Physicist Jon Major of the University of Liverpool in England and his team set out to find a replacement. They tested numerous alternative salts, including sodium chloride (table salt) and potassium chloride, and found that magnesium chloride yielded comparable efficiency. “We got cells as good as, if not better than, anything we ever got with cadmium chloride,” Major says.

Magnesium chloride is also nontoxic, abundant and costs about 300 times less than cadmium chloride. It can even be applied with a cheap spray coater purchased on the Web. The team published its research online in June in Nature. (Scientific Americanis part of Nature Publishing Group.)

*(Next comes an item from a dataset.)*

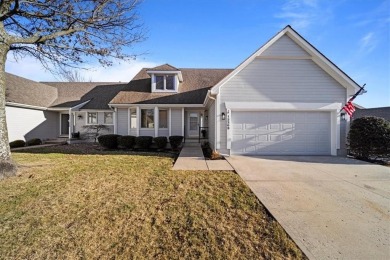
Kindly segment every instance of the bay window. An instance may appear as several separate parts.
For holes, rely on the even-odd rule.
[[[154,128],[154,109],[141,109],[141,128]]]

The new material applies to those solar cells that are made of cadmium telluride, the second most abundant type of solar cell in the worldwide market. Some experts are skeptical that the swap will yield big cost savings because the largest expense varies between manufacturers. Alessio Bosio, a physicist at the University of Parma in Italy, estimates savings will be “minimal,” at about 15 percent. Still, physicist Julian Perrenoud of Switzerland’s Empa, a materials science institute, who was not involved in the study, is optimistic. Using magnesium chloride, he says, “will reduce not only the health risks but also the production costs because the raw material is cheaper and much easier to dispose of.”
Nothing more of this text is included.